Jakarta – Ketua Komisi Pemilihan Umum (KPU), Hasyim Asy’ari, kini menjadi sorotan publik setelah terungkapnya skandal yang melibatkan janji pemberian apartemen dan biaya hidup kepada seorang korban dalam kasus asusila.
Kasus ini mencuat dalam sidang pembacaan putusan dugaan pelanggaran Kode Etik Penyelenggaraan Pemilu (KEPP) oleh Dewan Kehormatan Penyelenggara Pemilu (DKPP) di Kantor DKPP, Jakarta Pusat pada Rabu (3/7/2024).
Dalam sidang tersebut, DKPP mengungkap fakta bahwa Hasyim Asy’ari menjalin komunikasi intens dengan korban, yang merupakan anggota Panitia Pemilihan Luar Negeri (PPLN) di salah satu negara Eropa.
Hasyim diduga menggunakan relasi kuasa untuk mendekati dan menjalin hubungan pribadi dengan korban. Ia bahkan menawarkan untuk membayar biaya hidup korban sebesar Rp30 juta per bulan dan menyediakan sebuah apartemen.
Fakta-fakta ini memicu pertanyaan tentang sumber kekayaan dan gaji Hasyim Asy’ari selama menjabat sebagai Ketua KPU.
Berdasarkan Peraturan Presiden Republik Indonesia Nomor 11 Tahun 2016, gaji Ketua KPU Pusat ditetapkan sebesar Rp41,11 juta per bulan, sementara anggota KPU Pusat menerima Rp39,98 juta per bulan.
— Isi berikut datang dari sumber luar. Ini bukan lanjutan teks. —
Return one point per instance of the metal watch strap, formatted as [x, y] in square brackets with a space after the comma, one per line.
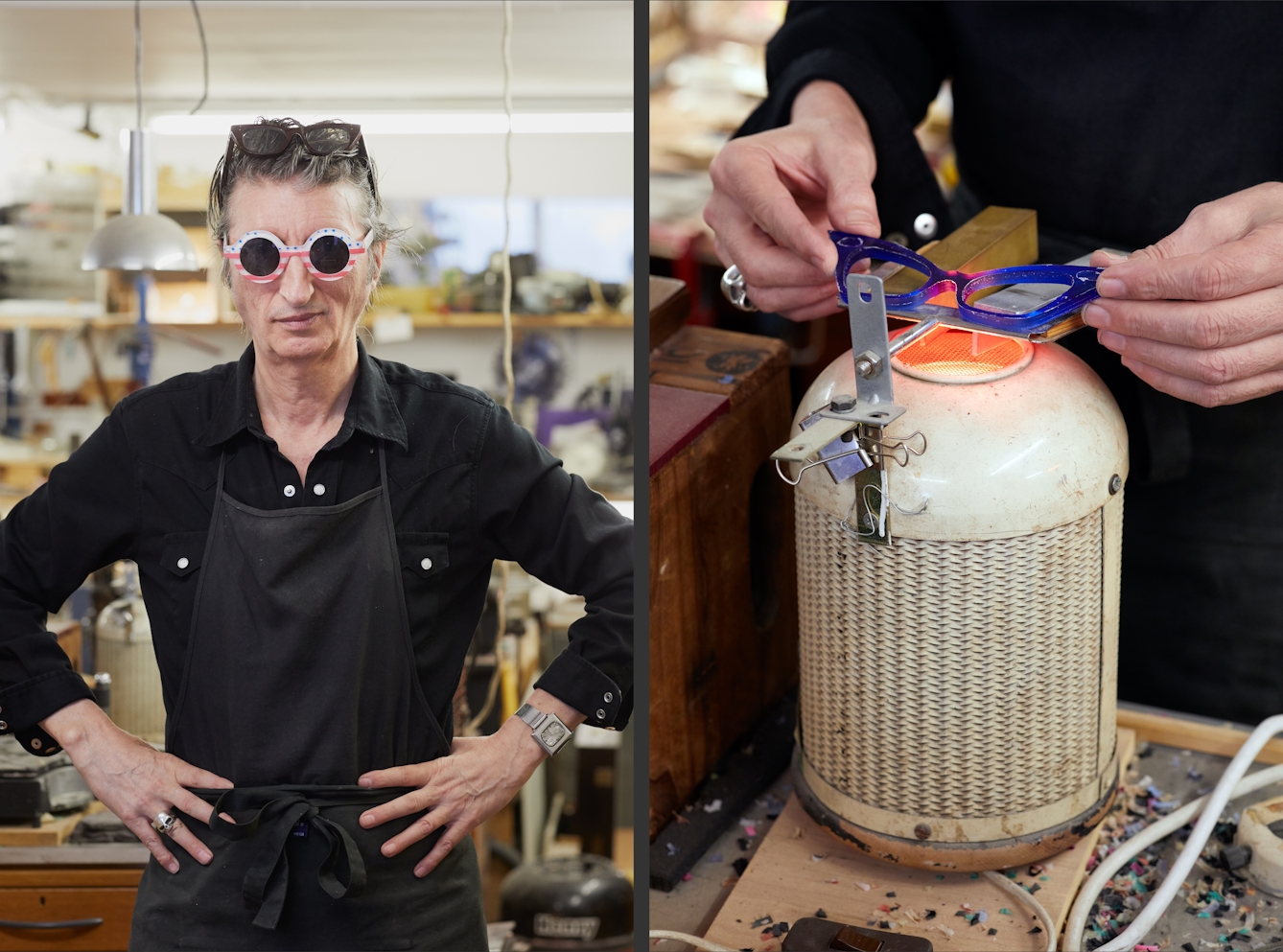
[543, 723]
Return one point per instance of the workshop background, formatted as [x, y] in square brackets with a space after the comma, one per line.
[425, 81]
[739, 856]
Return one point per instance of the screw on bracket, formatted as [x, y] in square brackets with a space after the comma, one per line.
[869, 364]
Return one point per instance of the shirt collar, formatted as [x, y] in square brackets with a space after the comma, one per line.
[371, 408]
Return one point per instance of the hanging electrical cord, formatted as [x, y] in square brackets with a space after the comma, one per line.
[1209, 810]
[1021, 894]
[689, 940]
[505, 306]
[204, 58]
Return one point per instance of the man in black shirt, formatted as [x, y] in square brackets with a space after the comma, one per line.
[315, 531]
[1124, 125]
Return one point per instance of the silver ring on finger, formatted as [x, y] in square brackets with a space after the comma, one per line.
[735, 290]
[166, 824]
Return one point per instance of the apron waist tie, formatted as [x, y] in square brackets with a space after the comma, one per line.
[268, 878]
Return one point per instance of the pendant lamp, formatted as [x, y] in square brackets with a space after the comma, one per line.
[139, 239]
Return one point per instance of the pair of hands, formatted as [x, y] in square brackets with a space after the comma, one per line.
[1199, 314]
[136, 781]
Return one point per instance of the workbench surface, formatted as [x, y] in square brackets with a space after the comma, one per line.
[1178, 774]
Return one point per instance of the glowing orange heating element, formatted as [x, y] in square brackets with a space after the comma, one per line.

Namun, pendapatan Hasyim tidak hanya berasal dari posisinya di KPU. Ia juga tercatat sebagai dosen aktif di Universitas Diponegoro (Undip) untuk beberapa program studi, termasuk Hukum Tata Negara, Magister Ilmu Hukum, Doktor Ilmu Hukum, serta Doktor Ilmu Sosial dengan konsentrasi Kajian Ilmu Politik.